All the lines must be ended by a standard Unix end of line character ('\n');

Multiple "o" lines
Although the solver can output a new "o" line every time it finds a better solution, there is no score associated with doing so. Only one "s" line is allowed and all "v" lines are merged, hence only one truth assignment can be specified. Therefore, the intermediate "o" lines cannot be verified by information in the output and will be ignored in the evaluation. Only the last "o" line will be used (and it must match the data specified in the "v" line).

Example

c --------------------------
c My MaxSAT Solver
c --------------------------
o 143
s OPTIMUM FOUND
v -1 2 3 -4 -5 6 -7 8 9 10 -11 -12 13 -14 -15 16 -17 18 19 20

Note: Consider changes to the v-line for a more compressed certificate. Details are available in the v-line section. These changes are optional for this year but can have reduce time for printing and will significantly reduce log sizes.

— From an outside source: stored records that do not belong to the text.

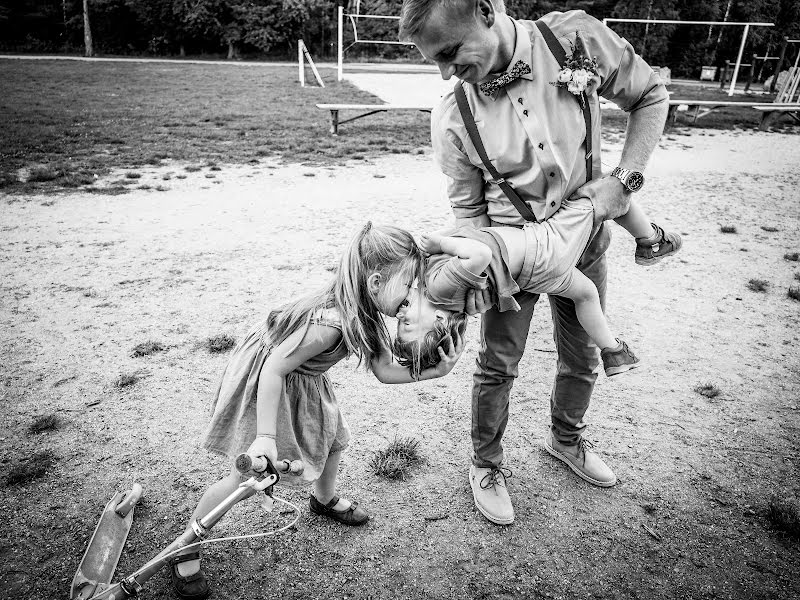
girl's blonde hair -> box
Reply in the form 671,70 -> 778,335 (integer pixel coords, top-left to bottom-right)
267,222 -> 423,368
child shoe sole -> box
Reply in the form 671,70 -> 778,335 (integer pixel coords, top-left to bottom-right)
605,361 -> 644,377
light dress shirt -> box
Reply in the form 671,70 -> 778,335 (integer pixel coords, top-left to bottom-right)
431,10 -> 669,225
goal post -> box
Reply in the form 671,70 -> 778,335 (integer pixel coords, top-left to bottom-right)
603,18 -> 775,96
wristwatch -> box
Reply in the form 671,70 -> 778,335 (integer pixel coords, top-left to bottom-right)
611,167 -> 644,192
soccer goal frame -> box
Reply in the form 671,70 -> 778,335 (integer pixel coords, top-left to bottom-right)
603,19 -> 775,96
336,0 -> 414,81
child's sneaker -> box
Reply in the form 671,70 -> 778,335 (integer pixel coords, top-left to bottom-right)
636,223 -> 683,265
600,339 -> 642,377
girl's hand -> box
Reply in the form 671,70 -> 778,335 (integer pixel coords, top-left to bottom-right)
434,332 -> 464,377
419,233 -> 443,254
247,436 -> 278,465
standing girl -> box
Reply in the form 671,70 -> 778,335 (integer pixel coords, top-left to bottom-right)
171,223 -> 463,600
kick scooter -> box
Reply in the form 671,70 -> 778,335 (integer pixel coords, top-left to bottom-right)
70,454 -> 303,600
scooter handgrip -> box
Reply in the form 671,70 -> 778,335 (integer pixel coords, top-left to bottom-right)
236,453 -> 305,475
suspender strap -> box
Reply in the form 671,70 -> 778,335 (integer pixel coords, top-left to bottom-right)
453,81 -> 537,223
536,21 -> 592,183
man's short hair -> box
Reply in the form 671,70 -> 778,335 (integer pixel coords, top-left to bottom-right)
400,0 -> 506,42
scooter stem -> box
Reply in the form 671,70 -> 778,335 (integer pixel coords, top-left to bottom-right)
90,487 -> 256,600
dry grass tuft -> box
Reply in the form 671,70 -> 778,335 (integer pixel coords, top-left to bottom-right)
205,333 -> 236,354
747,279 -> 769,292
369,437 -> 422,481
28,413 -> 61,433
694,382 -> 722,398
767,494 -> 800,538
5,449 -> 56,485
131,340 -> 167,358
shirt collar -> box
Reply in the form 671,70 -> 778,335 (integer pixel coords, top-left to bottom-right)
482,17 -> 533,100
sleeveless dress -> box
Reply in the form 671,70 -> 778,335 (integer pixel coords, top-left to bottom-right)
203,308 -> 350,484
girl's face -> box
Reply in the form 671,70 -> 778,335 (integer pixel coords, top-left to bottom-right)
367,269 -> 414,317
397,289 -> 450,342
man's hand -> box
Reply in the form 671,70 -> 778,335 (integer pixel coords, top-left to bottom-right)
419,233 -> 443,254
464,288 -> 492,316
434,332 -> 464,377
569,175 -> 631,227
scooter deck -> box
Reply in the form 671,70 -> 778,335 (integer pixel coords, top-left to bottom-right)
70,483 -> 142,600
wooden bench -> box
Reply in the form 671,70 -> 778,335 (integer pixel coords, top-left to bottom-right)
317,104 -> 433,135
753,102 -> 800,130
667,99 -> 763,125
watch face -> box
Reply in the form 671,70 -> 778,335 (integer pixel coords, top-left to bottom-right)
625,171 -> 644,192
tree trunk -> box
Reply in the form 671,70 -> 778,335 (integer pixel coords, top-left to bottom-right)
83,0 -> 94,56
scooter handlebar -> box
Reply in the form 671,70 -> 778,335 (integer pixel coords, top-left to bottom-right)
236,453 -> 305,475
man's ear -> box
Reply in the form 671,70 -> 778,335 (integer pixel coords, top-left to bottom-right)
477,0 -> 495,27
367,273 -> 383,298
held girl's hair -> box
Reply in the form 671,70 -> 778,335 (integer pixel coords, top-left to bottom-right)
392,313 -> 467,379
267,222 -> 423,368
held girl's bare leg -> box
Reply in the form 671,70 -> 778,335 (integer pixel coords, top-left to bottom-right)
612,199 -> 655,240
559,269 -> 618,350
176,467 -> 242,577
314,450 -> 350,511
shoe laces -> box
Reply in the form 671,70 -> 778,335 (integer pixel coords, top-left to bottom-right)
481,467 -> 513,490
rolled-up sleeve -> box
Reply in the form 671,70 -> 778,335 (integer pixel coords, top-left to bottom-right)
576,11 -> 669,112
431,98 -> 487,219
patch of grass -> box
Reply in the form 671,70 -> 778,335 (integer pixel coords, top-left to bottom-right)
131,340 -> 167,358
204,333 -> 236,354
114,371 -> 145,389
5,449 -> 56,485
694,382 -> 722,398
28,166 -> 64,182
28,413 -> 61,433
747,279 -> 769,292
369,437 -> 422,481
767,494 -> 800,538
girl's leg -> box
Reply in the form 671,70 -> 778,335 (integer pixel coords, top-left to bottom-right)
314,450 -> 350,511
614,199 -> 655,239
175,467 -> 242,577
559,269 -> 619,350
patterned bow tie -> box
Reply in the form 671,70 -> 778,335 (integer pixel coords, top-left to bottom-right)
479,60 -> 531,97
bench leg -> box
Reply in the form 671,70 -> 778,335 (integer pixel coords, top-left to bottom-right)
331,110 -> 339,135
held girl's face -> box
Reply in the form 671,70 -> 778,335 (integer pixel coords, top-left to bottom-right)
367,269 -> 414,317
397,289 -> 451,342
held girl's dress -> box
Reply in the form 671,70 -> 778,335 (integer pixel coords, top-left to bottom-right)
203,308 -> 350,482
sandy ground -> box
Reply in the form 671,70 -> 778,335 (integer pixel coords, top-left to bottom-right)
0,132 -> 800,599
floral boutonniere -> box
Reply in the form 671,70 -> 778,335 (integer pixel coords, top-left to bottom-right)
550,33 -> 598,106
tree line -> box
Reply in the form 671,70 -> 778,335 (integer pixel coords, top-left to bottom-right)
0,0 -> 800,76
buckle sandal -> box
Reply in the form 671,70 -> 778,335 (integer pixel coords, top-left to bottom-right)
169,552 -> 211,600
635,223 -> 683,266
308,494 -> 369,525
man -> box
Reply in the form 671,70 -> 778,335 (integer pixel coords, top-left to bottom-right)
400,0 -> 668,525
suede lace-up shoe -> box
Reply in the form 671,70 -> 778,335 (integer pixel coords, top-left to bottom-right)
469,465 -> 514,525
308,495 -> 369,525
635,223 -> 683,266
544,432 -> 617,487
169,552 -> 211,600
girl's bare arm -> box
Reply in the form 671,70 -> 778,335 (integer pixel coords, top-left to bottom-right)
420,233 -> 492,275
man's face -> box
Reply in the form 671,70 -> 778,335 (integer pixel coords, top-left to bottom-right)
412,2 -> 498,83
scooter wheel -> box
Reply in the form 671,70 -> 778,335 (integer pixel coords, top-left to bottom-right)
114,483 -> 142,518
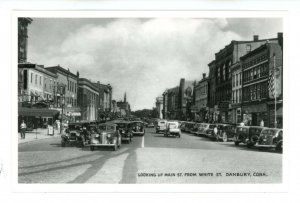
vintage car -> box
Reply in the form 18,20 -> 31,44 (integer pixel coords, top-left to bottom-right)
256,128 -> 283,151
196,123 -> 211,136
155,120 -> 167,133
180,121 -> 186,132
90,123 -> 122,151
191,123 -> 201,135
164,121 -> 181,138
131,121 -> 145,136
61,122 -> 90,147
216,124 -> 236,142
233,126 -> 264,148
114,121 -> 133,143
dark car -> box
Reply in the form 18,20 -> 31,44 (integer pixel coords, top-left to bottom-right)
131,121 -> 145,136
114,121 -> 133,143
234,126 -> 264,148
90,123 -> 122,151
61,122 -> 89,147
257,128 -> 283,151
216,124 -> 236,142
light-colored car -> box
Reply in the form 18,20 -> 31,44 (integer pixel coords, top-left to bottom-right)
90,123 -> 122,151
155,120 -> 167,133
256,128 -> 283,151
164,121 -> 181,138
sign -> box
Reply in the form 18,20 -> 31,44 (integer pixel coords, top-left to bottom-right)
219,102 -> 229,110
48,125 -> 54,135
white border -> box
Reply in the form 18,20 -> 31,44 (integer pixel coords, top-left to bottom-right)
11,11 -> 290,193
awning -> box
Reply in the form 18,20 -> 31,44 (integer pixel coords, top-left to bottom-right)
18,107 -> 59,117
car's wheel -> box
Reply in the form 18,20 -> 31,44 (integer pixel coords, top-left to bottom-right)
275,143 -> 282,152
222,132 -> 227,142
247,142 -> 254,148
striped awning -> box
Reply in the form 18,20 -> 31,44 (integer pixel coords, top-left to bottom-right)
18,107 -> 59,118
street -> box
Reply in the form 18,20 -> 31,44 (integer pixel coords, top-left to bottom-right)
18,128 -> 282,184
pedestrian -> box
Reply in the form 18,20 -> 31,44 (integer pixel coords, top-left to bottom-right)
20,120 -> 27,139
260,120 -> 265,127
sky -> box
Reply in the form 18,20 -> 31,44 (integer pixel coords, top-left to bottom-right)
28,18 -> 283,110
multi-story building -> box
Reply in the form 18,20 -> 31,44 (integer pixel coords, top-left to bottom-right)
194,73 -> 209,122
18,18 -> 32,63
18,63 -> 57,105
214,35 -> 278,122
162,90 -> 168,119
241,38 -> 283,127
177,78 -> 194,120
117,92 -> 131,117
155,97 -> 163,119
78,78 -> 99,121
166,86 -> 179,119
231,62 -> 242,123
46,65 -> 81,121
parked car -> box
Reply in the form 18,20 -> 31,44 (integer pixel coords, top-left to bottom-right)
164,121 -> 181,138
114,121 -> 133,143
234,126 -> 264,148
185,122 -> 196,133
191,123 -> 201,135
131,121 -> 145,136
257,128 -> 283,151
180,121 -> 186,132
216,124 -> 236,142
90,123 -> 122,151
155,120 -> 167,133
61,122 -> 89,147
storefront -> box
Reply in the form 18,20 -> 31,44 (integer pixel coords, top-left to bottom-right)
18,107 -> 59,130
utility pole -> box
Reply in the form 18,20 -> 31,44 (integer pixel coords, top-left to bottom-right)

Special Track on Incremental MaxSAT

Solvers participating in the incremental track perform their I/O via the IPAMIR interface, and are required to implement a subset of functions from this generic interface. See details here.

Benchmarks

  • The benchmark sets used in the evaluation will consists of both instances appearing in the earlier MaxSAT evaluation benchmark sets as well as new unseen benchmarks.
  • The set of benchmarks used in the evaluation will be revealed only after the results from the evaluation are presented at the SAT 2022 conference
  • The number of benchmarks used in the evaluation is not predetermined.
  • The benchmark selection procedures used consists of two steps. 1. The organizers will divide accessible benchmarks into buckets consisting of "similar" benchmark instances (e.g., originating from the same or similar problem domain). 2. Benchmarks will be drawn randomly one-by-one from each of the buckets, so that a balanced number of benchmarks over the buckets is obtained.